En cas de glaucome aigu par fermeture de l’angle iridocornéen, le patient présente une douleur intense, souvent accompagnée de nausées et vomissements. L’hypertonie provoquée par l’accumulation d’humeur aqueuse peut aboutir à une souffrance du nerf optique. Il convient donc de référer le patient rapidement.
Autre urgence à référer le plus rapidement possible, l’endophtalmie. Dans ce cas, chaque minute compte. Il s’agit d’une infection endoculaire grave, souvent consécutive à une chirurgie ou à une injection intravitréenne. L’endophtalmie peut également être secondaire à un traumatisme avec corps étranger intraoculaire.

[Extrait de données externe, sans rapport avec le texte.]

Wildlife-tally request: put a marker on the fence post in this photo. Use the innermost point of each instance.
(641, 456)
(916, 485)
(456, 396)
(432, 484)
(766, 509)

L’ophtalmologue réalisera un prélèvement diagnostique du vitré avant de procéder à une injection intraoculaire d’antibiotique, associée à un traitement antibiotique per os.
Un œil rouge douloureux associé à une baisse de l’acuité visuelle peut être également dû à une lésion de la cornée ou une uvéite (souvent alors accompagnée de photophobie) : mieux vaut également référer le patient.
Si le patient rapporte une baisse d’acuité visuelle progressive, il doit être orienté vers une consultation d’ophtalmologie, sans qu’il y ait de caractère urgent. Il peut s’agir d’une dégénérescence maculaire liée à l’âge (DMLA), d’une cataracte ou même parfois d’une simple presbytie.
En revanche, les cas suivants nécessitent de référer le patient aux urgences ophtalmiques dans les meilleurs délais :
Une perte d’acuité visuelle persistante et totale peut signer une occlusion de l’artère centrale de la rétine. L’ophtalmologue cherchera à exclure une maladie de Horton (patients > 50 ans).
Une perte de vision partielle avec une impression de flou peut provenir d’une occlusion de la veine rétinienne. Si une ischémie est mise en évidence à l’angiographie, un suivi régulier sera mis en place. Le patient sera ensuite renvoyé vers son médecin traitant, car ce problème est souvent associé à des facteurs de risque cardiovasculaires. Ces symptômes peuvent aussi être le résultat d’un décollement de la rétine.
En cas de perte de vision transitoire (amaurose fugace), le patient n’est souvent pas très inquiet. Il ne faut pourtant pas sous-estimer ce symptom qui peut signaler entre autres une maladie de Horton et nécessite dans tous les cas un bilan.